The larger size (Base Camp) stainless kettle, at 1.5 litres,  triples the capacity of the Trekker. But choosing this would have only put our high mountain kit to about 1750 gram. Remember that’s the entire weight of our cooking kit, pans included, all useable at anytime, because we would have no worries about managing or conserving fuel.  It would offer us the advantages of the larger fire-base when on longer treks, and now we would be able to abandon our bit of DIY gear and  use the new Hobo Stove accessory designed to work with the kettle base and make pan cooking easier. This combo will still weigh well under 2kgs and should be sufficiently large enough to comfortably suit a group of four or more.

For family picnics and group cook-outs I’d probably suggest the 1.6litre aluminium Base Camp which like the Stainless Steel Base Camp and the 1.3 litre aluminium Scout can also make use of the new Hobo Stove accessory (160 grams).
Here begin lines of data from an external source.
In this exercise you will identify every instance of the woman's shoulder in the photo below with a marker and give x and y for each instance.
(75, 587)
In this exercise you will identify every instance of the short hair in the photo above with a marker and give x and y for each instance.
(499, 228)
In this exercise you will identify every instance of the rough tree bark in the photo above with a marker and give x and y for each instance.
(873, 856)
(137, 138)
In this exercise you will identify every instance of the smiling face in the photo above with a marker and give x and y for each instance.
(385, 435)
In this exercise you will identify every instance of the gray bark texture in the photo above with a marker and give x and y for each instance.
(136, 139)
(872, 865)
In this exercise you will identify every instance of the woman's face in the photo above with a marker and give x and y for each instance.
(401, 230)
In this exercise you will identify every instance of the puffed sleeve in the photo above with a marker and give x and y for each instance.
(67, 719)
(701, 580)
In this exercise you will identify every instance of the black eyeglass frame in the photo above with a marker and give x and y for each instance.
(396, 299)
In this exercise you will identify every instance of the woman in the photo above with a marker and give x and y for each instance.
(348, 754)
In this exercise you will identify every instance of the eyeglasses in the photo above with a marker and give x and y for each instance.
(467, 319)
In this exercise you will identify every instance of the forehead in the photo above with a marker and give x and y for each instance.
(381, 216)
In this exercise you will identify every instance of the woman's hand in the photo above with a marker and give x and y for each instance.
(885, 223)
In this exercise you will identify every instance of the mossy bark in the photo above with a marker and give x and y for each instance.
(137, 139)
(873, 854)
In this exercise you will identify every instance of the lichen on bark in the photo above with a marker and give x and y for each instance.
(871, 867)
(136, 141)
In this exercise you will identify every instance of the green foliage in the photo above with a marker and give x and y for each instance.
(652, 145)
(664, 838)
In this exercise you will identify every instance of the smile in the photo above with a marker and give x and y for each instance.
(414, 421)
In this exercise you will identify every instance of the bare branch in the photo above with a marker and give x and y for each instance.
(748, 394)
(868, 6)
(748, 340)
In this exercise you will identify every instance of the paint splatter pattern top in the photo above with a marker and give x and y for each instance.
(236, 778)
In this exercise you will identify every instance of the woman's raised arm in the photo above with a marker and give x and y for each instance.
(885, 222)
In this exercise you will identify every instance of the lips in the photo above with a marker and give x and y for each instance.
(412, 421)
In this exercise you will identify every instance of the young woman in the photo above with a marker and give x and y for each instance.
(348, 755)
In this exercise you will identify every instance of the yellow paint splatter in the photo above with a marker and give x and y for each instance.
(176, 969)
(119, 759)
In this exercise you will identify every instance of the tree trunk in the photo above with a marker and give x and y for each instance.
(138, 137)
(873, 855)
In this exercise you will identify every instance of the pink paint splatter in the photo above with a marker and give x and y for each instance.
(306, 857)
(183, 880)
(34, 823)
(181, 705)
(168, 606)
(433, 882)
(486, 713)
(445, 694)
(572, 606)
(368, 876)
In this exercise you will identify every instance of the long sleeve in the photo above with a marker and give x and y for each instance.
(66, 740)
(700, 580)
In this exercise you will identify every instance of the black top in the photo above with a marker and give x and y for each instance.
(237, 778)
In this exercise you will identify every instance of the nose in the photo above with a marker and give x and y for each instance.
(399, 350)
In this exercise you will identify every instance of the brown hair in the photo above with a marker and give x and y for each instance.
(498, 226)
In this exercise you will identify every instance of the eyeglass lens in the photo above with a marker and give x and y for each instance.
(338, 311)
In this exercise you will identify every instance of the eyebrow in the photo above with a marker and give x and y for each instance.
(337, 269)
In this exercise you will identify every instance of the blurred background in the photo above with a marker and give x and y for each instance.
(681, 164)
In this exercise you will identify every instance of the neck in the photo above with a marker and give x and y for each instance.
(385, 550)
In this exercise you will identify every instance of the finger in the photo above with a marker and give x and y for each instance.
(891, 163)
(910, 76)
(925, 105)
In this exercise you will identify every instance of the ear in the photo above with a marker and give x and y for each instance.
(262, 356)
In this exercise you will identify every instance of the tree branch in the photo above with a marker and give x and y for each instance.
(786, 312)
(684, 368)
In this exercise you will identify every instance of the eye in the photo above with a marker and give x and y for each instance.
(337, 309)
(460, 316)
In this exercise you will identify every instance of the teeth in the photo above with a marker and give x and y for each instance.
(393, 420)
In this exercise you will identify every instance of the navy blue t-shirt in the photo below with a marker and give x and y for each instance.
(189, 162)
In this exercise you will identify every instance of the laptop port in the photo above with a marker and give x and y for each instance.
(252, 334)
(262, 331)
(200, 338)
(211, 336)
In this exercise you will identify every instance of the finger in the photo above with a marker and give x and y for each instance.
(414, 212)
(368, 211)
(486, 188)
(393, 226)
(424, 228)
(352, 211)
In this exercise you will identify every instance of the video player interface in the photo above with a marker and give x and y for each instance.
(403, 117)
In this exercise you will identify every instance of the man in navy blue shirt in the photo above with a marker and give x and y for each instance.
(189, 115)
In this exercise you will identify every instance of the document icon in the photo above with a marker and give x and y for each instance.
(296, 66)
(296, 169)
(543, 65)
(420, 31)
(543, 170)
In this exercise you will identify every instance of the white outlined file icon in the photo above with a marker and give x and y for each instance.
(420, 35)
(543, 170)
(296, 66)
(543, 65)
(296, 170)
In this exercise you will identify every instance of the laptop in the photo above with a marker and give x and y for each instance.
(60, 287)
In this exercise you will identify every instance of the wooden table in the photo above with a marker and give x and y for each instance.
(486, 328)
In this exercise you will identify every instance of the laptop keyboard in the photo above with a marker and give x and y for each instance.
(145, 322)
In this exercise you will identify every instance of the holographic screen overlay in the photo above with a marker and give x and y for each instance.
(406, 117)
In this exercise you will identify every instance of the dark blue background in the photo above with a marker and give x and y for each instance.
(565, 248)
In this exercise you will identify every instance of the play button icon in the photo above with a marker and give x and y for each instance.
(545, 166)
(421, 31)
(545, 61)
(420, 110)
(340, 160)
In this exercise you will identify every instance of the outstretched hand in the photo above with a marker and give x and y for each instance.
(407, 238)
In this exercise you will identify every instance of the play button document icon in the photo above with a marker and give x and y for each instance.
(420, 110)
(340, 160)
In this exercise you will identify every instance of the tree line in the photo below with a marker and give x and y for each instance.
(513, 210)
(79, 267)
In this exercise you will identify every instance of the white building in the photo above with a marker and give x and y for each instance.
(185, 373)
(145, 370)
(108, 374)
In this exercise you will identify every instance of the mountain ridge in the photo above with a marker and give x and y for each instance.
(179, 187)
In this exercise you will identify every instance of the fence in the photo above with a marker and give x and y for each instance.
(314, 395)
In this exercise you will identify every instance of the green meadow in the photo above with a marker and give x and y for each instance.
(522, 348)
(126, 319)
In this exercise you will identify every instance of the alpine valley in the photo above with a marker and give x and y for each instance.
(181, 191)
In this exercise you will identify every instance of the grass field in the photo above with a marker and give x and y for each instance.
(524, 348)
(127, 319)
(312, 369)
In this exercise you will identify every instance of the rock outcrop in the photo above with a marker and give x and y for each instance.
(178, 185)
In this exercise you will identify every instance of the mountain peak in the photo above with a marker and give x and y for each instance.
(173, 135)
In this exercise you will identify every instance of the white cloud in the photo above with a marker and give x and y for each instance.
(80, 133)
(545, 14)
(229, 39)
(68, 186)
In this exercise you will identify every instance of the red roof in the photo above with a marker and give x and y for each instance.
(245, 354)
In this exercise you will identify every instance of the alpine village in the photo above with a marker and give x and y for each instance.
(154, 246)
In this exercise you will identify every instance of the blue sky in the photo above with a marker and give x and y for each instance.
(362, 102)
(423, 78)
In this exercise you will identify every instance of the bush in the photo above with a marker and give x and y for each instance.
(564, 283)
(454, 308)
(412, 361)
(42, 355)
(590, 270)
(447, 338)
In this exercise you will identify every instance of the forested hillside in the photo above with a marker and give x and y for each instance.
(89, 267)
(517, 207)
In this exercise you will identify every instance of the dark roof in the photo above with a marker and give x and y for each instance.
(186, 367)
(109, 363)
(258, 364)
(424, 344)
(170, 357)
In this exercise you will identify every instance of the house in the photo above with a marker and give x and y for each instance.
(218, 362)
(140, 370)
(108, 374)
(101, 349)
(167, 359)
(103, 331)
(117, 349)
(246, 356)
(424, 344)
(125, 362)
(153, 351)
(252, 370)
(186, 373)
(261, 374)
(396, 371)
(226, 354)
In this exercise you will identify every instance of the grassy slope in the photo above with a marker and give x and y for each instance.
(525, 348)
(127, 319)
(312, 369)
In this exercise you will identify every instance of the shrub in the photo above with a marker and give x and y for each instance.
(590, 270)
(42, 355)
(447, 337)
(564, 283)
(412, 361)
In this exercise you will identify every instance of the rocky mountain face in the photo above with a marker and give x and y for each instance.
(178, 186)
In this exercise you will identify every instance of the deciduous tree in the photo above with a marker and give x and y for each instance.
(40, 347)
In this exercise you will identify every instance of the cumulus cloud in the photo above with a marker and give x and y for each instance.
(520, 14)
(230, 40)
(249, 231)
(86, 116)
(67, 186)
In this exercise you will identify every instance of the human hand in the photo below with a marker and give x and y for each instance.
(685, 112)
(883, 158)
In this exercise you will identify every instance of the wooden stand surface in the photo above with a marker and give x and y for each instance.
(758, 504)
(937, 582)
You can view all of these available kettles at the Kelly Kettle web site

Breakfast for two at 2000 meters managed with the  Kelly Trekker.

Breakfast for two at 2000 meters managed with the Kelly Trekker.

 

Affordability

The price of the Kelly kit compares favourably with brand leader stoves that you find in the shops today. Especially when you begin to calculate the cost of adding cook-sets. And of course, with the Kelly there is no requirement to buy fuel. You’ll find the current prices and availability from the links below.

A typical cuppa with my Kelly …

In the next post about the Kelly I’ll describe a typical Irish countryside pit-stop and brew-up with the Kettle, highlighting exactly how I use it, and how I get the best from it. With plenty of advice on getting the fire going easily and perhaps a little chat about cooking.

Product and story links

The Kelly Kettle site and international web-store in Ireland

The Kelly Kettle site and USA web-store

The full Trekker kit illustrated above from Amazon.co.uk

Playing With Fire – How I came to use a real-fire stove

3 Comments leave one →
  1. 6 September 2014 02:46

    Looks like a neat product. I haven’t heard of using a kettle for bowling water, but I bet it works just as well if not better.

    Like

  2. 6 September 2014 11:31

    Hi Jarrett, if you are drawing a good flame in the fire-base it takes about 3+ minutes to boil half a litre of fresh snow melt. And it really adds to the pleasure you can get from being outdoors. In fact it boils so quickly, that I often tend not to use the pan rack that goes in the top of the chimney, but just wait til the water boils, then take the kettle off the fire-base and put my cooking pot on. It’s a lot more engaging that a traditional liquid fuel/gas stove.